The soldier, who has not been named, died after the device detonated in Ayn Issa, north of the IS stronghold Raqqa.

It is the first such death since US special forces deployed in Syria in October 2015.

Meanwhile at least 32 people have been killed in intense Syrian air strikes on rebel-held east Aleppo, monitors say.

The UK-based Syrian Observatory for Human Rights, which monitors casualties, said the attack was one of the heaviest since Syrian forces resumed an offensive on the east earlier this month.

'Painful reminder'

A statement from the anti-IS US-led coalition said the serviceman died on Thursday from wounds sustained in the blast.

Coalition commander Lt Gen Stephen Townsend called the soldier a "hero" and praised those he said were protecting his country from IS's "hateful and brutal ideology".

"On this Thanksgiving, please be thankful that there are service members willing to take up the fight to protect our homeland," he said.

US Defence Secretary Ash Carter said the soldier's death was a "painful reminder of the dangers our men and women in uniform face around the world to keep us safe".

About 300 US special forces personnel have been deployed in Syria to advise an anti-IS alliance of Arab, Kurdish and other fighters, and improve the coalition's targeting of air strikes.

Image copyright Getty Images
Image caption Several children were reported to be among those killed in Thursday's air strikes

Meanwhile, the Syrian government has intensified its offensive on east Aleppo, monitors and activists say.

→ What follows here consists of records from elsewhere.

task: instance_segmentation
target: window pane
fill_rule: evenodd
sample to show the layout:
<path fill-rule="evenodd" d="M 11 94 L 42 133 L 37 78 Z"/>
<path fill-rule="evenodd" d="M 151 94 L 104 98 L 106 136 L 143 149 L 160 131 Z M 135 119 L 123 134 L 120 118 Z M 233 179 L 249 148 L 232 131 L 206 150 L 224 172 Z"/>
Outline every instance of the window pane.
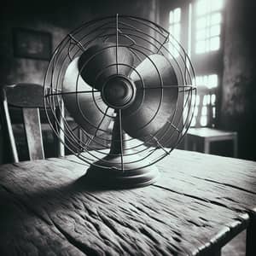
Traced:
<path fill-rule="evenodd" d="M 171 34 L 173 34 L 173 26 L 169 26 L 169 32 L 170 32 Z"/>
<path fill-rule="evenodd" d="M 215 94 L 212 94 L 212 105 L 215 104 L 216 102 L 216 95 Z"/>
<path fill-rule="evenodd" d="M 216 50 L 219 49 L 219 37 L 215 37 L 210 40 L 210 49 Z"/>
<path fill-rule="evenodd" d="M 202 40 L 207 38 L 207 30 L 202 29 L 197 32 L 196 33 L 196 39 Z"/>
<path fill-rule="evenodd" d="M 195 51 L 196 53 L 204 53 L 206 51 L 206 41 L 198 41 Z"/>
<path fill-rule="evenodd" d="M 180 21 L 180 8 L 177 8 L 176 9 L 174 9 L 174 22 L 179 22 Z"/>
<path fill-rule="evenodd" d="M 221 15 L 217 13 L 212 15 L 211 17 L 211 25 L 219 24 L 221 22 Z"/>
<path fill-rule="evenodd" d="M 218 10 L 223 7 L 223 0 L 211 1 L 212 11 Z"/>
<path fill-rule="evenodd" d="M 203 107 L 201 108 L 201 115 L 207 115 L 207 107 Z"/>
<path fill-rule="evenodd" d="M 197 3 L 196 12 L 198 15 L 205 15 L 208 10 L 209 3 L 206 0 L 201 0 Z"/>
<path fill-rule="evenodd" d="M 191 126 L 195 126 L 195 116 L 193 117 L 193 119 L 192 119 L 192 121 L 191 121 Z"/>
<path fill-rule="evenodd" d="M 196 22 L 196 26 L 197 26 L 197 29 L 206 27 L 207 26 L 207 18 L 203 17 L 203 18 L 199 19 Z"/>
<path fill-rule="evenodd" d="M 173 11 L 171 11 L 170 14 L 169 14 L 169 23 L 172 24 L 173 23 Z"/>
<path fill-rule="evenodd" d="M 200 119 L 200 124 L 202 125 L 202 126 L 206 126 L 207 125 L 207 117 L 203 115 L 201 117 L 201 119 Z"/>
<path fill-rule="evenodd" d="M 218 36 L 220 34 L 220 26 L 215 25 L 211 27 L 211 37 Z"/>
<path fill-rule="evenodd" d="M 180 25 L 175 24 L 173 27 L 173 36 L 176 40 L 179 41 L 179 34 L 180 34 Z"/>
<path fill-rule="evenodd" d="M 208 102 L 208 97 L 207 95 L 204 96 L 204 100 L 203 100 L 203 106 L 207 105 Z"/>
<path fill-rule="evenodd" d="M 218 86 L 218 76 L 216 74 L 209 75 L 207 86 L 209 88 L 214 88 Z"/>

"There was an escalation in the evening, with successive bombardments," SOHR director Rami Abdel Rahman told AFP news agency, adding that many people were trapped under rubble.

Five children were reported to be among the dead.

Syrian forces stepped up ground and air attacks on eastern Aleppo in November following a three-week moratorium.

Once Syria's commercial and industrial hub, Aleppo has been divided roughly in two since 2012, with the government controlling the west and rebels the east.

In late September, two weeks after encircling the east and reimposing a siege on its estimated 275,000 residents, the army launched an all-out assault to take full control of the city.

Rebels launched a counter-attack in an attempt to break the siege in late October. But their progress slowed after early gains.